Tiers-payant : 1 euro symbolique en cas de retard de remboursement

Mis à jour le
minutes de lecture

La mise en place de la généralisation du tiers-payant ne suscite guère l'enthousiasme chez les médecins ! Ceux-ci craignent notamment que le remboursement de leurs consultations par l'Assurance maladie connaisse des erreurs et des retards. Pour conjurer cette inquiétude, la ministre de la Santé, Marisol Touraine, avait promis un délai maximal de sept jours ouvrés pour payer les médecins, assorti d'une pénalité financière en cas de non respect de cette règle.

Les premiers éléments du décret d'application révélés le 12 avril dernier par Le Figaro devraient donc faire bondir la plupart des praticiens. Ils prévoient en effet une pénalité limitée à 1 € symbolique, et cela quelles que soient les circonstances !

Un euro symbolique pour les médecins en cas de remboursement tardif

Dans le cadre du tiers-payant généralisé, dont l'entrée en vigueur progressive est prévue à compter du 1er juillet 2016, les patients n'auront plus à avancer la part du coût de la consultation remboursable par l'Assurance maladie. C'est cette dernière qui paiera directement le médecin, dans un délai qu'un décret en cours d'élaboration limite à « sept jours ouvrés maximum » comme annoncé par la ministre de la Santé.

Ce délai par défaut de sept jours devrait s'avérer suffisant pour régler la plupart des dossiers. L'Assurance maladie fait en effet valoir que les remboursements concernant les patients déjà soumis au tiers-payant généralisé (dont les bénéficiaires de la CMU-C et de l'ACS) parviennent au médecin dans un délai moyen de trois à quatre jours ouvrés lorsque la carte vitale est utilisée.

Cependant, selon les informations obtenues par Le Figaro, le décret se montre bien peu généreux pour les professionnels de santé en cas de retard de remboursement.
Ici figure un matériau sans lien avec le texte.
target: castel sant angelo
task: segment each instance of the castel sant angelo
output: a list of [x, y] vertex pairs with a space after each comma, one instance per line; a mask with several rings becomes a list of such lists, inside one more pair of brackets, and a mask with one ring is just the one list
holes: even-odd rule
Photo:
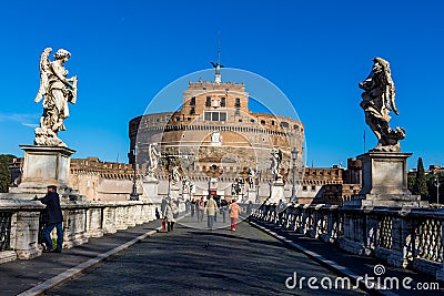
[[[161, 156], [154, 176], [161, 183], [175, 166], [195, 185], [194, 195], [206, 196], [213, 188], [214, 195], [232, 196], [233, 183], [239, 181], [243, 200], [259, 201], [256, 197], [270, 194], [265, 184], [273, 181], [273, 151], [281, 152], [280, 170], [285, 181], [291, 177], [292, 150], [299, 152], [301, 169], [304, 125], [292, 118], [252, 112], [248, 85], [223, 82], [221, 65], [213, 67], [214, 81], [189, 82], [178, 111], [131, 120], [130, 150], [137, 152], [135, 162], [143, 171], [150, 162], [150, 145], [157, 146]], [[132, 155], [130, 162], [134, 162]], [[302, 170], [297, 172], [296, 180], [301, 180]]]

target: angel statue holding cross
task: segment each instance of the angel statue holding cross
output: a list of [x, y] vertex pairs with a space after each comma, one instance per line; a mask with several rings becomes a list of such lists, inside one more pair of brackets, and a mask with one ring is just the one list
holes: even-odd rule
[[77, 76], [67, 78], [68, 70], [63, 63], [71, 53], [59, 49], [54, 54], [54, 61], [50, 61], [52, 49], [47, 48], [40, 57], [40, 89], [36, 95], [36, 103], [43, 99], [43, 114], [40, 118], [40, 126], [36, 129], [36, 145], [67, 146], [58, 137], [59, 131], [64, 131], [64, 119], [69, 116], [68, 103], [75, 104]]

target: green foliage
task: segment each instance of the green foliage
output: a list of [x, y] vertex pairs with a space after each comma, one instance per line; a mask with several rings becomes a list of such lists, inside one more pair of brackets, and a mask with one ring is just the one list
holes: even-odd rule
[[14, 155], [0, 155], [0, 192], [8, 192], [9, 184], [11, 184], [11, 174], [9, 173], [9, 163], [16, 159]]
[[[436, 181], [435, 178], [437, 178], [440, 181], [440, 201], [437, 201], [437, 196], [436, 196]], [[428, 187], [428, 192], [430, 192], [430, 201], [431, 203], [437, 203], [440, 202], [440, 204], [444, 204], [444, 173], [437, 173], [436, 175], [428, 175], [427, 178], [427, 187]]]
[[412, 187], [412, 194], [421, 195], [421, 200], [426, 200], [428, 197], [427, 180], [422, 157], [417, 160], [416, 177]]

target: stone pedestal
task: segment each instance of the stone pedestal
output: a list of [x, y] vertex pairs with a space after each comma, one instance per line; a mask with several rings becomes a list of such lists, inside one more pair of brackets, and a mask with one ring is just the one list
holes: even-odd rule
[[282, 181], [276, 181], [270, 186], [270, 197], [266, 203], [279, 204], [280, 201], [285, 201], [284, 196], [285, 184]]
[[174, 201], [178, 200], [180, 197], [180, 188], [176, 186], [171, 186], [169, 196], [170, 196], [170, 198], [172, 198]]
[[162, 197], [159, 196], [159, 180], [155, 177], [144, 177], [142, 182], [143, 194], [141, 201], [150, 201], [152, 203], [161, 203]]
[[424, 207], [427, 202], [407, 190], [406, 160], [412, 153], [367, 152], [362, 161], [362, 190], [345, 206]]
[[18, 187], [11, 187], [13, 198], [29, 200], [46, 194], [48, 185], [57, 185], [63, 194], [68, 188], [70, 156], [74, 150], [62, 146], [20, 145], [24, 151], [23, 174]]

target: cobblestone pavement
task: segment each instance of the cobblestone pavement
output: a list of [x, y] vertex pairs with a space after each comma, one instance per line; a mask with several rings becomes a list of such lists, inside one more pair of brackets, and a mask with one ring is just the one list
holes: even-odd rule
[[289, 289], [285, 280], [294, 273], [297, 280], [337, 275], [246, 222], [236, 232], [219, 227], [225, 226], [221, 221], [208, 231], [205, 220], [186, 217], [173, 232], [150, 236], [46, 295], [364, 294], [312, 290], [306, 280], [302, 289]]

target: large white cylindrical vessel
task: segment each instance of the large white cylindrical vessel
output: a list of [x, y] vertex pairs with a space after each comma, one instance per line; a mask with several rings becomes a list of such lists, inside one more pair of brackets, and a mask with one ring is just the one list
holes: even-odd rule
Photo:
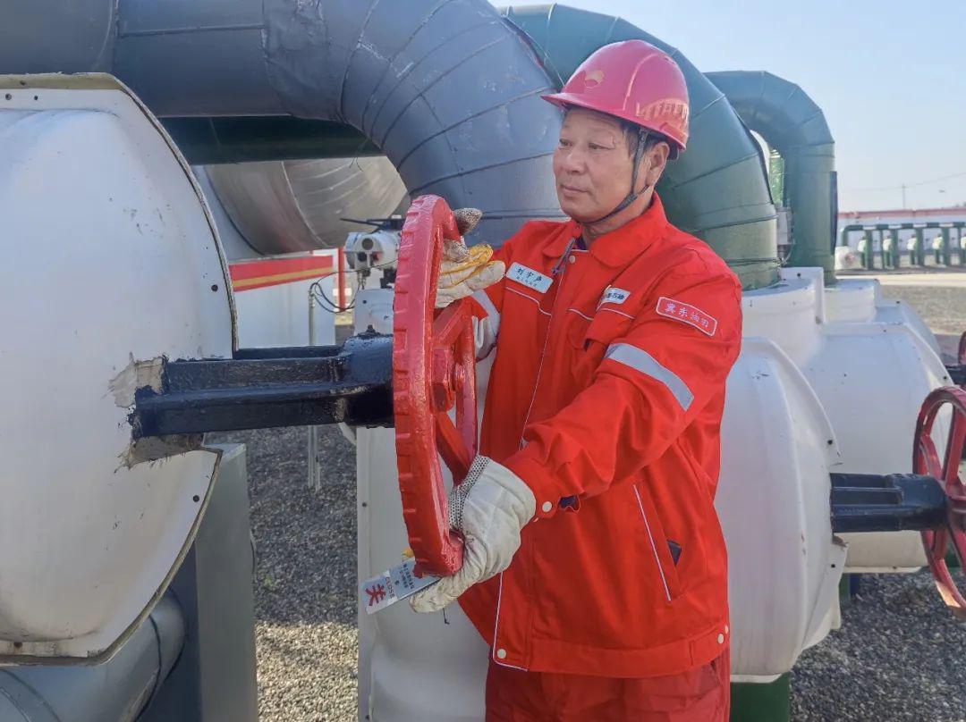
[[218, 454], [132, 442], [160, 361], [229, 357], [188, 167], [109, 76], [0, 77], [0, 661], [99, 660], [164, 591]]

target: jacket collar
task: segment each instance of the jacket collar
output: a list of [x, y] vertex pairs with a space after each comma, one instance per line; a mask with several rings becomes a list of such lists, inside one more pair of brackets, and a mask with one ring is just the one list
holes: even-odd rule
[[[664, 204], [655, 192], [651, 205], [643, 213], [591, 243], [590, 255], [604, 265], [626, 265], [664, 236], [667, 227]], [[559, 236], [544, 247], [544, 254], [559, 258], [567, 250], [571, 238], [582, 233], [583, 227], [571, 219], [563, 225]]]

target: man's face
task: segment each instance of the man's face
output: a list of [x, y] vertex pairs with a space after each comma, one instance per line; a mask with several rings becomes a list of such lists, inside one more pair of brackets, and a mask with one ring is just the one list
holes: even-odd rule
[[592, 110], [570, 109], [554, 153], [560, 209], [581, 222], [611, 212], [631, 188], [633, 163], [633, 151], [628, 150], [616, 119]]

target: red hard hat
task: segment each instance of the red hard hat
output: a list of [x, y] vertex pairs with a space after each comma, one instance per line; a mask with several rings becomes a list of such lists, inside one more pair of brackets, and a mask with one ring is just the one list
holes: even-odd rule
[[576, 105], [616, 116], [688, 144], [688, 85], [668, 53], [643, 41], [611, 42], [581, 64], [560, 90], [542, 96], [566, 109]]

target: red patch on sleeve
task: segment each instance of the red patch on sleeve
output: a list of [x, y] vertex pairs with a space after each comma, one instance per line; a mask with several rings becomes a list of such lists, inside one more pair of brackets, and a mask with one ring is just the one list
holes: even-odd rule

Ce décret ne leur accorde en effet qu'une « pénalité de un euro » par consultation, payable « au premier trimestre de l'année qui suit celle au titre de laquelle elle est due ». Ce montant devrait être invariable, quel que soit le tarif de la consultation (médecine générale ou spécialité) ou la durée effective du retard (un jour ou plusieurs mois).

La mesure ne passe pas chez les professionnels de santé

Sans surprise, les syndicats de médecins se sont vite dressés vent debout contre les modalités actuelles du projet de décret. Les garanties offertes sont jugées non seulement dérisoires, mais surtout inopérantes dans la mesure où le paiement de la pénalité ne sera sans doute pas automatique mais soumis à la demande du médecin. Difficile d'imaginer que la Sécurité sociale serait prompte à s'auto-pénaliser ! Jean-Paul Ortiz, président de la CSMF, fait valoir qu'aucun médecin ne pourra prendre le temps de revoir sa comptabilité pour y débusquer les retards de paiement, le tout pour un euro symbolique payé l'année suivante. Ces garanties ont donc été qualifiées de « ridicules » et semblent tout bonnement indiquer selon la CSMF que l' « on se moque du monde » !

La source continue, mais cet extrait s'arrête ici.